One way to do this is by reading widely. Follow industry blogs, research papers, and relevant books. For more visual learners, video courses, webinars, and talks can be an excellent way to absorb new information. Websites like Coursera, Udemy, and LinkedIn Learning offer a range of relevant courses, many of them free.
Networking is also a crucial aspect of personal growth. Attend industry conferences, meetups, and workshops to learn from others and share your knowledge. Open-source projects provide opportunities to work on real-world problems and gain practical experience.
- https://newsletter.pragmaticengineer.com/
- https://pragprog.com/titles/tpp20/the-pragmatic-programmer-20th-anniversary-edition/
Learn about Architecture and Project Planning
A proficient data engineer understands the architectural principles underlying effective data management. This includes understanding how to design scalable, reliable, and efficient data processing systems.
Study the architecture of successful data platforms and systems. Familiarize yourself with concepts like data warehousing, data lakes, ETL (Extract, Transform, Load) processes, and real-time processing. Learn about different database management systems, both relational and NoSQL, and when to use each.

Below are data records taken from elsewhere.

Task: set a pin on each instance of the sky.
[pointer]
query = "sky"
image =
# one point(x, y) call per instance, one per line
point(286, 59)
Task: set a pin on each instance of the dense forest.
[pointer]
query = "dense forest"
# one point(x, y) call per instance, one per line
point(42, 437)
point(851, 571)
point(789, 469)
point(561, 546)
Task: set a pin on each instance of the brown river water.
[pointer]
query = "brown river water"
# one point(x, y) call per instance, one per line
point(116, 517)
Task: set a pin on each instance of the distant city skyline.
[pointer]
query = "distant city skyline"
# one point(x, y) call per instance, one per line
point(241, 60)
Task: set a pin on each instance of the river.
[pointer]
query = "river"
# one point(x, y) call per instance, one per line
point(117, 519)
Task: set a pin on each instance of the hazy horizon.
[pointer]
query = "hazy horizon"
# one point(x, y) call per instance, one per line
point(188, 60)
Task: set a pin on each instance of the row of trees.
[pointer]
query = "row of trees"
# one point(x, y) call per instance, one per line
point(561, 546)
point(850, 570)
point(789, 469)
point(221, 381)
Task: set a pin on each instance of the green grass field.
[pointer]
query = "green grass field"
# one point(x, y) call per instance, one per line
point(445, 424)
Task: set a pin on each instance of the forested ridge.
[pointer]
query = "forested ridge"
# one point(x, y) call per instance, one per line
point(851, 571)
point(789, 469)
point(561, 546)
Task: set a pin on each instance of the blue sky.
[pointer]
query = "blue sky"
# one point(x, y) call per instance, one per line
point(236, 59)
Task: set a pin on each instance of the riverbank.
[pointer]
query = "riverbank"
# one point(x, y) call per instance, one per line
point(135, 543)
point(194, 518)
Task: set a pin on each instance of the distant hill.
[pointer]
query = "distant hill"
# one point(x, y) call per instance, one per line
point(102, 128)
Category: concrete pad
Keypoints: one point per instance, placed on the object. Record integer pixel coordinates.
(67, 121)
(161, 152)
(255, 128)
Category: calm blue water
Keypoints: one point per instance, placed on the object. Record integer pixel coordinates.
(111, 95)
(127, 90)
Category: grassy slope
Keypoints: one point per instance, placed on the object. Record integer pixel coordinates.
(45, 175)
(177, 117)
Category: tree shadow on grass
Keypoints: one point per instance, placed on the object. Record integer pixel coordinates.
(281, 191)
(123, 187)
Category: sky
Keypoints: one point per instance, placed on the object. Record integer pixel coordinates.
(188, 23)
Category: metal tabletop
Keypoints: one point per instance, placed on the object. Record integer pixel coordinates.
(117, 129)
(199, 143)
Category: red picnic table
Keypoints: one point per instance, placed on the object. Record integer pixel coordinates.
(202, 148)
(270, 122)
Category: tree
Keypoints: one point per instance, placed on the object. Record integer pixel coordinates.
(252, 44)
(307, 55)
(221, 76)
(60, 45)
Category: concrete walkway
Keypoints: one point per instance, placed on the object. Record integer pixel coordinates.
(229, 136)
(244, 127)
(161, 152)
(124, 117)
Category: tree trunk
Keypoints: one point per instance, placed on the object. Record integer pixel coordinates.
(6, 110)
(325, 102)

Project planning is equally important. Efficient planning helps set clear objectives, allocate resources wisely, and anticipate potential issues. Learn how to estimate timeframes, manage project risks
- https://www.confessionsofadataguy.com/my-journey-from-data-analyst-to-senior-data-engineer/
- https://dataengineeringcentral.substack.com/p/the-brittleness-problem-in-data-pipelines?utm_source=%2Fsearch%2Farchitecture&utm_medium=reader2
- https://dataengineeringcentral.substack.com/p/data-engineer-vs-senior-data-engineer?utm_source=%2Fsearch%2Farchitecture&utm_medium=reader2
The End
There you have it, all your life’s problems have been solved. Soon everyone will be bowing themselves before you in homage.